Heaps are a kind of binary tree. If you are new to binary trees, a binary tree is an item that can have 2 child items: the left node and the right node. Each child item can have its own children, and those can have their own children, and so on and so on.

A heap is a special case of a binary tree where the parent item is “more optimal” than the child items. If you want smaller values to be more important, then the parent is always smaller than the 2 children. This is a min heap. A max heap is the opposite, where larger items are more important, and the parent is larger than the children.

A binary heap can be represented as a table because it has a special property where all of the nodes in the tree must be filled in except for on the very bottom level. On the bottom level they must be filled in from left to right:

The picture above is a max heap, where the most important items are the largest, so they bubble up to the top. The array representation would be a table that starts at index 0.

This makes it very easy to map a node in the tree to an index in the table mathematically. It isn’t quite straightforward how to derive what that mathematical relationship is, but the relationship itself is very simple and luckily the work to derive it has been done for us. The relationship is the parent node, left node, right node stuff that came up before:

parent = (i - 1) / 2
left = 2 * i + 1
right = 2 * i + 2

If you inserted a 1 into the heap in the above picture, you would put it next to the 7 in the bottom row, connected to the 3 in the row above as the 3’s left node.

Decker004 · August 25, 2021, 10:53am

If I should take a guess, then that self:GetMultiplier() you call in the compare-function, may be one reason for the slowness. - How complex is it, with regards to calculating and returning a value?

Couldn’t you cache the result the self:GetMultiplier() method returns for each specific pet of the player, before calling the table.sort() and then use the cached value (per pet) in the compare-function?
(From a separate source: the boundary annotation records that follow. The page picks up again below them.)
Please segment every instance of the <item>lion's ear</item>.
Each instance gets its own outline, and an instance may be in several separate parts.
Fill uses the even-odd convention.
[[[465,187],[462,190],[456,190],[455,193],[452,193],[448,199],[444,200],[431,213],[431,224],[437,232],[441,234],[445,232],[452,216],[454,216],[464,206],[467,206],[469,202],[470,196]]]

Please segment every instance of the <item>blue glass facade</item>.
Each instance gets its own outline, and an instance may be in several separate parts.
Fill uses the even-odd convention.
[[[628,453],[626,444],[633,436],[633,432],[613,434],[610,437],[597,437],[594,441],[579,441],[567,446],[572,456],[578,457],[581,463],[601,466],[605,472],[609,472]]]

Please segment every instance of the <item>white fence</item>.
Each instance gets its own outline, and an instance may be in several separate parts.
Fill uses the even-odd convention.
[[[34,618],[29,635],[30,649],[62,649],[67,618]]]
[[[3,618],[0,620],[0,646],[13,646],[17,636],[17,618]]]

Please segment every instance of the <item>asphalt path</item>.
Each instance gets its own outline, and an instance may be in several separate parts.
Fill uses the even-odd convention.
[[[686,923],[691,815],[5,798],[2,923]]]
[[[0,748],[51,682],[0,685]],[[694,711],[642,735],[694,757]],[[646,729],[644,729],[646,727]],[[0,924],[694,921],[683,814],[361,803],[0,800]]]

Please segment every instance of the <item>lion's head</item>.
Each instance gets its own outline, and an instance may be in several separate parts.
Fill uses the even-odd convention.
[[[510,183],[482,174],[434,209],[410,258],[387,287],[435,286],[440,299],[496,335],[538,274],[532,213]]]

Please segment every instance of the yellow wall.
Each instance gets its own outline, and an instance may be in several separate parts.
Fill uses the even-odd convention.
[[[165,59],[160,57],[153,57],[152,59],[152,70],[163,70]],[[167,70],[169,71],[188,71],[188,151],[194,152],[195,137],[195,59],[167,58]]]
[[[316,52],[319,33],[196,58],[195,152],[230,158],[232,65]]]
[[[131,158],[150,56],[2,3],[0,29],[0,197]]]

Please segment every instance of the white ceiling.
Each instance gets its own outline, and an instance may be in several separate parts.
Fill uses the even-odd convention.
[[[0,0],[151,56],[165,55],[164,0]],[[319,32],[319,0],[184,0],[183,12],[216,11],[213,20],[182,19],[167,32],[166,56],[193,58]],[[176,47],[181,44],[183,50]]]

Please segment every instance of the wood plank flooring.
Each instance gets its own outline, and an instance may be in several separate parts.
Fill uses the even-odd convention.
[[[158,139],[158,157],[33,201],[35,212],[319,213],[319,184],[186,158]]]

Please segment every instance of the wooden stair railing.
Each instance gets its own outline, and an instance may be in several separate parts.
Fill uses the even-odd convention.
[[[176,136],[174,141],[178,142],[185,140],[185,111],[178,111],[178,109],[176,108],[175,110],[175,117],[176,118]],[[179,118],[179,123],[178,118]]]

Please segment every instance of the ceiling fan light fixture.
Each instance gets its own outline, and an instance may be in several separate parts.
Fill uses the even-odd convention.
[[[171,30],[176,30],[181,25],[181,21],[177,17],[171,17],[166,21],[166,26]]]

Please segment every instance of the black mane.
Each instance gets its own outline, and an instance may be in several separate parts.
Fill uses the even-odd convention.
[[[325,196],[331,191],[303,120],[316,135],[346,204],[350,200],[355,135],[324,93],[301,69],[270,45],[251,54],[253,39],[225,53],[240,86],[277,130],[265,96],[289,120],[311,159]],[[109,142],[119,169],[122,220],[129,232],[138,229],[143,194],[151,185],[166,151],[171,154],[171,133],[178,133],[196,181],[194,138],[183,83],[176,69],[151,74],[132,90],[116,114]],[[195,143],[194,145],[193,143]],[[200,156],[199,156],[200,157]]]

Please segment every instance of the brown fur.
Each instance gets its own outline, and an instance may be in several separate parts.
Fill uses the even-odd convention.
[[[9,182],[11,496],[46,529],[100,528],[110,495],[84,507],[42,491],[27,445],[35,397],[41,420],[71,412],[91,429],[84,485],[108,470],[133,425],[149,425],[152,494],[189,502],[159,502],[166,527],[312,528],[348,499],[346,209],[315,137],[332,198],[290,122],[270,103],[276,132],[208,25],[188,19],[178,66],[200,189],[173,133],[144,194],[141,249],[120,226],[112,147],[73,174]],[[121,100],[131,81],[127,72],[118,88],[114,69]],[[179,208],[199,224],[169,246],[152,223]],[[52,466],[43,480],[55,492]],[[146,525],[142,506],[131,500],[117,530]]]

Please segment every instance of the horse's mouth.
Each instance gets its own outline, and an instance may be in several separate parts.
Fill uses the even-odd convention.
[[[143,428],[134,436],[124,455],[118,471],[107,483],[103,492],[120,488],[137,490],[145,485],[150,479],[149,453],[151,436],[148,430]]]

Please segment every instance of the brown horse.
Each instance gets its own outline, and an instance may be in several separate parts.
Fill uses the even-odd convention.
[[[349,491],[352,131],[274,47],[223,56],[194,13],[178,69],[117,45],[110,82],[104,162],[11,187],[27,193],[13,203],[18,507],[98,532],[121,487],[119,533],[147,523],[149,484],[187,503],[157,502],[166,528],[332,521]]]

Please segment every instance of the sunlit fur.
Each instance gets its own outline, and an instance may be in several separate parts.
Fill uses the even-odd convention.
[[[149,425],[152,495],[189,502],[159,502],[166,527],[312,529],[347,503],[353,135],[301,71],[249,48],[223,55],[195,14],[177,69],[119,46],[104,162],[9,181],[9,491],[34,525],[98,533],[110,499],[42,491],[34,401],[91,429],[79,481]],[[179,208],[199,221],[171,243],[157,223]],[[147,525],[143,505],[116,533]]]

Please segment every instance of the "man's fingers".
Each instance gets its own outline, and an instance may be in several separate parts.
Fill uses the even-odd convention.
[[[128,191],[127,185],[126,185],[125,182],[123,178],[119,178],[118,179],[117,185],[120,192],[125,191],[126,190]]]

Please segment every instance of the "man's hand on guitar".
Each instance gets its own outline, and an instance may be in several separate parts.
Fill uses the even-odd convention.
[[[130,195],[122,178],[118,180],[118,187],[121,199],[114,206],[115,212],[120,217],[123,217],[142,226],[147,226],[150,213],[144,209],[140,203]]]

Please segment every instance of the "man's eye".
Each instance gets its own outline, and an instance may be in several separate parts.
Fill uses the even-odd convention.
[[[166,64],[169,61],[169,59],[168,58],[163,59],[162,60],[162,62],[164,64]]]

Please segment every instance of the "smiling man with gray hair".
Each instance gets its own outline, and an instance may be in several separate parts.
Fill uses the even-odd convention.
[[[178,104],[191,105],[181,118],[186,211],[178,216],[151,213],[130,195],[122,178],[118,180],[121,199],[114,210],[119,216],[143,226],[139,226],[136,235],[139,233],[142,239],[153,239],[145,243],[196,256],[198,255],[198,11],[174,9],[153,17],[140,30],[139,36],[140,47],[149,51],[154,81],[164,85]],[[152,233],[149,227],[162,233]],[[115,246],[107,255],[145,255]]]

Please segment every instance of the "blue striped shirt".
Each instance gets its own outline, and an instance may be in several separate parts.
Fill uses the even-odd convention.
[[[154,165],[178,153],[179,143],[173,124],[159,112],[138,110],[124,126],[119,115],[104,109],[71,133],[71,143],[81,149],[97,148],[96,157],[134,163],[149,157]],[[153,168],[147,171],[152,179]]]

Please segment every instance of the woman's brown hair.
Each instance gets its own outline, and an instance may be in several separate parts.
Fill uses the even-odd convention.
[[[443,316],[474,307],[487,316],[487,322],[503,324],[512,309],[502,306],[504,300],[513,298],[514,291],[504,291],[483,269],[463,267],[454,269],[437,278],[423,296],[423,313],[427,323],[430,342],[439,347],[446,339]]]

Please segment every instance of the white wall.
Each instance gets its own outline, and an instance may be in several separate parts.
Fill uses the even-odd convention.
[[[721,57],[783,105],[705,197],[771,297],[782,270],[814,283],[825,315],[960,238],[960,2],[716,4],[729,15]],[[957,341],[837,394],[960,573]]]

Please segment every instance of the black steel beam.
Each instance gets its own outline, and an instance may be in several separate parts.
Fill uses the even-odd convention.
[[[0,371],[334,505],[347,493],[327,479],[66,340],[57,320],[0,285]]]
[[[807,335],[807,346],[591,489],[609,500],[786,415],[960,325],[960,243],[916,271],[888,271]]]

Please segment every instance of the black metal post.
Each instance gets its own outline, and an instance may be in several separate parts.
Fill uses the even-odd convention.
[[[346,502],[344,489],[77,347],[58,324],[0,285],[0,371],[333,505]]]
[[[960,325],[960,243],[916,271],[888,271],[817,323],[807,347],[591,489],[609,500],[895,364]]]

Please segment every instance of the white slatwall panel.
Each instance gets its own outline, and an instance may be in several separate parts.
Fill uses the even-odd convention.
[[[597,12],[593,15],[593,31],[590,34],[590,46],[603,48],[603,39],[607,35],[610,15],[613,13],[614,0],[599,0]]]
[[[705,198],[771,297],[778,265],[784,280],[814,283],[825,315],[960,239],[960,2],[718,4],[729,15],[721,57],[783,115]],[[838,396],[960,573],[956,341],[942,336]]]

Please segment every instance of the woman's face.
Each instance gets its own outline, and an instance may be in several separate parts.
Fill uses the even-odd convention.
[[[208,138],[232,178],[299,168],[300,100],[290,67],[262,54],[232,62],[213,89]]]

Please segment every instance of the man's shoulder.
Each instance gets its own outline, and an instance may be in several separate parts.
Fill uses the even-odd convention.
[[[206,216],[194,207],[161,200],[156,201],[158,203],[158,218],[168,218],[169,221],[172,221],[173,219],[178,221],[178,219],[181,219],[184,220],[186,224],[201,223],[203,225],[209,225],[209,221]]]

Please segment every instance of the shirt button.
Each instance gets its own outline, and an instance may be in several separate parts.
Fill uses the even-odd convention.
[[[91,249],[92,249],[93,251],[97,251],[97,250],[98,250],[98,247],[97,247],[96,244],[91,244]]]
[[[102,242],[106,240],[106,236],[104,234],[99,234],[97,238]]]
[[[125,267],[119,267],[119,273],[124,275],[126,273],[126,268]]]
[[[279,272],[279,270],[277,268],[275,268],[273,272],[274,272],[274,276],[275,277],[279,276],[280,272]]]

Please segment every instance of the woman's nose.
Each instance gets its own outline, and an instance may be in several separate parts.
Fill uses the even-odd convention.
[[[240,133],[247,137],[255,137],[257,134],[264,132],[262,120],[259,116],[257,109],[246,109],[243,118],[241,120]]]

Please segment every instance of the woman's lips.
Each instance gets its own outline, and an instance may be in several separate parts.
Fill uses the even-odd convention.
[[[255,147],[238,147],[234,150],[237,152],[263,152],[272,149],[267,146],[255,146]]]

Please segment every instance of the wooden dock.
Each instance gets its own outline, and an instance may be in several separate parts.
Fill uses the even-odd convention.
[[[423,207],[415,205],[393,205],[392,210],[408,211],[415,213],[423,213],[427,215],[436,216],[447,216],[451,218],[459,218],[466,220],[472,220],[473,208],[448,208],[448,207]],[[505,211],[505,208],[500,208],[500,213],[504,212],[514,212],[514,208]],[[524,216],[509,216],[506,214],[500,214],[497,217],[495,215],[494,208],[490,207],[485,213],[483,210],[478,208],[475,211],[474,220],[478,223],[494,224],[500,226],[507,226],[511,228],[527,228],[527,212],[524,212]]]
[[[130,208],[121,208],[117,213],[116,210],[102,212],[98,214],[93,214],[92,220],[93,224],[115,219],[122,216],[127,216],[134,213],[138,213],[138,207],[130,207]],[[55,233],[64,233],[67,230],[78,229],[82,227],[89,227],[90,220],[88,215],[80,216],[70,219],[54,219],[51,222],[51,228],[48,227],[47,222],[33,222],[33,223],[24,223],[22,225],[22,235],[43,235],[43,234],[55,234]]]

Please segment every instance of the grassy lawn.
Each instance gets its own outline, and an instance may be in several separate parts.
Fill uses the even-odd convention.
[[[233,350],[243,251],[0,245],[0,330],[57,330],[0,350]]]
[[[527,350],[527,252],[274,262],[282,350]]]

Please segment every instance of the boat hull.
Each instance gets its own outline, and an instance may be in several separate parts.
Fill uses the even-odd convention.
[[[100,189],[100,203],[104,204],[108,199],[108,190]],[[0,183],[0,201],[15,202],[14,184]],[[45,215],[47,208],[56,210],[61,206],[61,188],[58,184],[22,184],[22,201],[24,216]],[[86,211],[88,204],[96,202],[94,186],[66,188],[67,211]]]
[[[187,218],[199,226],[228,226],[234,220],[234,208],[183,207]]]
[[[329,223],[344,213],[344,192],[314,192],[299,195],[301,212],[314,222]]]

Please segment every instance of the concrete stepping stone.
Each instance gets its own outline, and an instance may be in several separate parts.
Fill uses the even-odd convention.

Another suggestion; try to examine out how many times your original code is actually calling self:GetMultiplier() (in the compare-function), to learn/understand - and then compare it to a revised and optimized one using cached values. - I.e. ‘profile the code’, to get actual proof of how your changes to the code makes it better or worse regarding performance.

Master_Melodic · August 25, 2021, 1:36pm

Hi, what do you mean by cache the result?

Decker004 · August 25, 2021, 2:07pm

That instead of calling self:GetMultiplier() for the exact same pet several times (in the compare-function), it should only be done ‘one time’ and be put into a cache - thereby avoiding the computations which will just result in the exact same value again and again and again …

Something like:

-- Cache the result from `self:GetMultiplier()` per pet, as it (most likely) won't change before this EquipBest function returns
local playerPetsAndValue = {}
for _, pet in ipairs( plr.Pets:GetChildren() ) do
  local petValue = self:GetMultiplier(plr, pet.PetID.Value, "Coins")
  table.insert( playerPetsAndValue, { pet=pet, petValue=petValue } )
end

-- Sort table, where compare-function use the cached petValue (thereby avoiding several multiple identical calls to `self:GetMultiplier()`)
table.sort(
  playerPetsAndValue,
  function(a,b)
    return a.petValue > b.petValue
  end
)

MettaurSp · August 25, 2021, 4:39pm

Caching would be keeping a copy of the last result wherever possible instead of recomputing it. It’s a pretty useful technique when working with expensive operations.